Pairwise Swapping of Adjacetn Nodes in a Linked List
Given a linked list, swap every two adjacent nodes and return the head of the modified list. The operation must be performed by exchanging nodes, not by altering their internal values.
Implementation approach: Use a dummy head node to simplify edge cases. Iterate through the list, adjusting pointers to swap pairs.
class Solution {
public:
ListNode* swapPairs(ListNode* head) {
ListNode* dummy = new ListNode(0);
dummy->next = head;
ListNode* current = dummy;
while (current->next && current->next->next) {
ListNode* first = current->next;
ListNode* second = first->next;
ListNode* third = second->next;
current->next = second;
second->next = first;
first->next = third;
current = first;
}
ListNode* result = dummy->next;
delete dummy;
return result;
}
};
When creating a dummy node, allocate memory on the heap using new.

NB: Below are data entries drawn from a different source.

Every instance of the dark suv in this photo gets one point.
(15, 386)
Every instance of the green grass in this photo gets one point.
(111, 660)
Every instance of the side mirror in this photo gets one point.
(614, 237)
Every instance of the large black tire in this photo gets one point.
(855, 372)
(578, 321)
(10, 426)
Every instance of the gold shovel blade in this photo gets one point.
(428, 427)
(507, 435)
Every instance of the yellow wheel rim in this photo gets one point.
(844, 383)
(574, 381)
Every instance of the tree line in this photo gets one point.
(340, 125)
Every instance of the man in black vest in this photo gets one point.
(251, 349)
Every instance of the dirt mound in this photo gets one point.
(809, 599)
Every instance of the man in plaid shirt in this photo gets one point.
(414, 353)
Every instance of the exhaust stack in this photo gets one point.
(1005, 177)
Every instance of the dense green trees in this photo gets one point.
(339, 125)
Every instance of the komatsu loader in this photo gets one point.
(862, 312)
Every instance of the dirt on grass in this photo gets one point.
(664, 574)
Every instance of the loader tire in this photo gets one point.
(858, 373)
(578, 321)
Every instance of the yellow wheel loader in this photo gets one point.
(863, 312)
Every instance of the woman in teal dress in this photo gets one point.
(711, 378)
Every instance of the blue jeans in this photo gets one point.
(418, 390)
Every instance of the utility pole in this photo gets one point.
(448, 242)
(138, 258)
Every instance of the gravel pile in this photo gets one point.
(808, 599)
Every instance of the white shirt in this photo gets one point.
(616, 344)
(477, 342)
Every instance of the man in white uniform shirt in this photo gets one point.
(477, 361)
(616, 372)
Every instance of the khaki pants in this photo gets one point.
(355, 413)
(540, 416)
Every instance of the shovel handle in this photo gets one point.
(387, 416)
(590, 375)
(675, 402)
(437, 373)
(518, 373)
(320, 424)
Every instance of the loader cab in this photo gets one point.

Ensure to deallocate it after use to prevent memory leaks.
Removing the Nth Node from the End Using Two Pointers
Delete the node that is the nth from the end of a linked list and return the head.
Utilize a two-pointer technique: advance a fast pointer n+1 steps ahead, then move both pointers simultaneously untill the fast pointer reaches the end. The slow pointer will then be positioned just before the target node.
class Solution {
public:
ListNode* removeNthFromEnd(ListNode* head, int n) {
ListNode* sentinel = new ListNode(0);
sentinel->next = head;
ListNode* lead = sentinel;
ListNode* trail = sentinel;
for (int i = 0; i <= n; ++i) {
lead = lead->next;
}
while (lead) {
lead = lead->next;
trail = trail->next;
}
ListNode* toDelete = trail->next;
trail->next = toDelete->next;
delete toDelete;
ListNode* newHead = sentinel->next;
delete sentinel;
return newHead;
}
};
Deallocate the removed node to avoid memory leaks.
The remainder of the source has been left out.